Postclitics are marked with ``~`` and preclitics with ``$``.
For example, the contraction *that's* is annotated as
``pro:dem|that~cop|be&3S`` -- the demonstrative pronoun *that* followed by
the postclitic copula *be*.
When ``rustling.chat`` parses such forms, the host word's :class:`~rustling.chat.Token`
receives the transcribed word (e.g., ``"that's"``), while clitic tokens
get an empty string for their ``word`` attribute but retain their ``pos``,
``mor``, and ``gra`` annotations.
This means the number of tokens in an utterance can exceed the number of words,
because each clitic produces its own :class:`~rustling.chat.Token`:
.. code-block:: python
from rustling.chat import CHAT
# "that's good ." with %mor: pro:dem|that~cop|be&3S adj|good .
chat_str = (
"@UTF8\n@Begin\n"
"@Participants:\tCHI Target_Child\n"
"*CHI:\tthat's good .\n"
"%mor:\tpro:dem|that~cop|be&3S adj|good .\n"
"@End\n"
)
reader = CHAT.from_strs([chat_str])
tokens = reader.tokens(by_utterance=True)[0]
len(tokens)
# 4 (three words, but four tokens because of the postclitic)
tokens[0].word, tokens[0].pos
# ("that's", 'pro:dem')
tokens[1].word, tokens[1].pos
# ('', 'cop') # postclitic: empty word, but POS is retained
tokens[2].word, tokens[2].pos
# ('good', 'adj')
tokens[3].word, tokens[3].pos
# ('.', '')
Utterances
----------
The :meth:`~rustling.chat.CHAT.utterances` method returns
:class:`~rustling.chat.Utterance` objects that bundle together
the participant, tokens, original tiers, and time marks for each utterance:
.. code-block:: python
eve_chi.utterances()[0]
# Utterance(participant='CHI', tokens=[...3 tokens], time_marks=None)
Each :class:`~rustling.chat.Utterance` object has the following attributes:
* ``participant`` -- the speaker code (e.g., ``'CHI'``, ``'MOT'``).
* ``tokens`` -- a list of :class:`~rustling.chat.Token` objects,
the same kind introduced in the Tokens section above.
* ``audible`` -- the audibly faithful transcription of this utterance,
with CHAT coding conventions stripped out while preserving
repetitions and retracings as they were heard; ``None`` for changeable headers.

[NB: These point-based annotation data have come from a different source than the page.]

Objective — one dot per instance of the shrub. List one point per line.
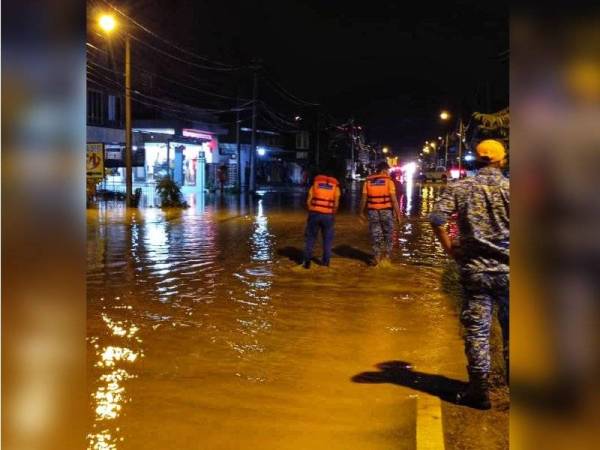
(170, 194)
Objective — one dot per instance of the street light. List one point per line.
(108, 23)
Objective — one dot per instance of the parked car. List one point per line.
(440, 174)
(437, 174)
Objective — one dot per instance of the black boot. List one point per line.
(477, 393)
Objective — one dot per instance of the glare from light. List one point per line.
(107, 23)
(409, 169)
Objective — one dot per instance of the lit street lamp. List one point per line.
(108, 23)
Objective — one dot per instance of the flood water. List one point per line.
(204, 333)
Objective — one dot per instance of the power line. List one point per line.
(176, 58)
(168, 102)
(166, 41)
(291, 96)
(201, 91)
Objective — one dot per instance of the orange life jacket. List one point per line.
(323, 196)
(378, 192)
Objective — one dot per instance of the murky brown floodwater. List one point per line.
(205, 334)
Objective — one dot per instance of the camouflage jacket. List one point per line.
(482, 207)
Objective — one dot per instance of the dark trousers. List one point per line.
(316, 222)
(482, 292)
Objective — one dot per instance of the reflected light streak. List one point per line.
(110, 396)
(409, 194)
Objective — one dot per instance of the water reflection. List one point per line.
(238, 339)
(113, 365)
(254, 309)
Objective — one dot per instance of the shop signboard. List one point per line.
(95, 160)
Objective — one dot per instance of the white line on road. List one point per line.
(430, 433)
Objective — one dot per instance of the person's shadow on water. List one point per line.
(294, 254)
(402, 374)
(346, 251)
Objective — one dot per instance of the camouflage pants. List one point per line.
(381, 228)
(482, 291)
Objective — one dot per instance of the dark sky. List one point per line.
(390, 65)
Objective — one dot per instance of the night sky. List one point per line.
(390, 66)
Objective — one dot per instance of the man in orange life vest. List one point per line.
(379, 197)
(322, 202)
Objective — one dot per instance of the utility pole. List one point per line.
(253, 140)
(460, 138)
(446, 154)
(128, 143)
(318, 142)
(237, 144)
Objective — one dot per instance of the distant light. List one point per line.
(197, 134)
(409, 169)
(107, 22)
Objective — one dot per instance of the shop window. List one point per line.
(114, 109)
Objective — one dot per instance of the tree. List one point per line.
(495, 125)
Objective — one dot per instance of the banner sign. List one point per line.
(95, 160)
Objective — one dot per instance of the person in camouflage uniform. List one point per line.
(482, 253)
(379, 199)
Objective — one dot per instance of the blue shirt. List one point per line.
(482, 206)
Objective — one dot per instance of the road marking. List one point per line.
(430, 433)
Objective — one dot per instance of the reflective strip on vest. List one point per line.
(323, 197)
(378, 192)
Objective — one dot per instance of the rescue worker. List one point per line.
(322, 202)
(379, 198)
(482, 253)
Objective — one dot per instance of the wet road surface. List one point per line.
(204, 333)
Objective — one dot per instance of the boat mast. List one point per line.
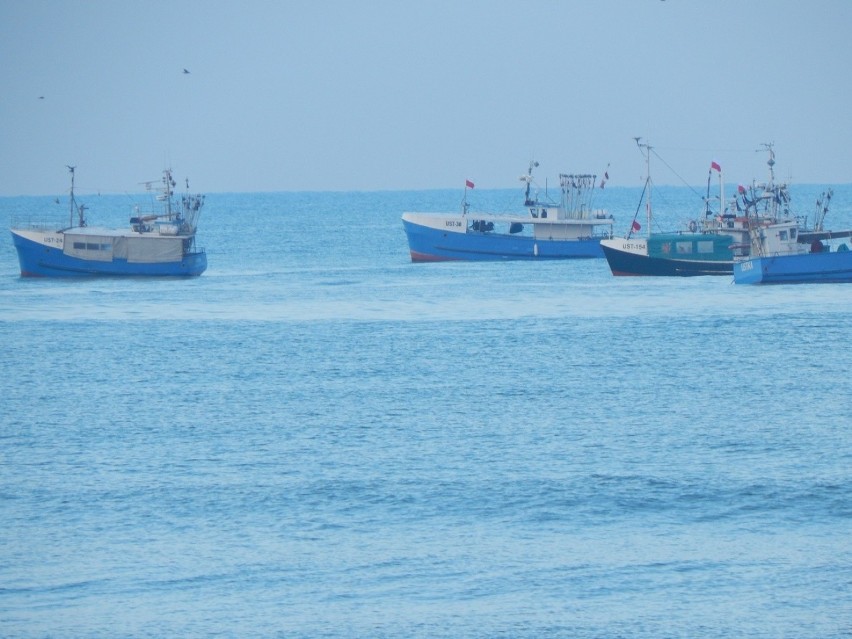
(647, 150)
(71, 203)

* ``tiers`` -- a dictionary of the original, unparsed tier lines.
* ``time_marks`` -- a tuple of ``(start, end)`` in milliseconds, or ``None``.
* ``changeable_header`` -- a :class:`~rustling.chat.ChangeableHeader` object
if this entry is a mid-file header, or ``None`` for regular utterances.
Let's inspect these attributes on the first utterance of Eve's child speech:
.. code-block:: python
u = eve_chi.utterances()[0]
u.participant
# 'CHI'
u.tokens
# [Token(word='more', pos='adj', mor='more-Cmp-S1', gra=Gra(dep=1, head=2, rel='AMOD')),
# Token(word='cookie', pos='noun', mor='cookie', gra=Gra(dep=2, head=2, rel='ROOT')),
# Token(word='.', pos='', mor='.', gra=Gra(dep=3, head=2, rel='PUNCT'))]
u.tokens[0].word
# 'more'
u.tokens[0].pos
# 'adj'
u.audible
# 'more cookie .'
u.time_marks is None
# True
The ``tokens`` here are exactly the same :class:`~rustling.chat.Token` objects
returned by :meth:`~rustling.chat.CHAT.tokens` --
each with the ``word``, ``pos``, ``mor``, and ``gra`` attributes
as described in the Tokens section above.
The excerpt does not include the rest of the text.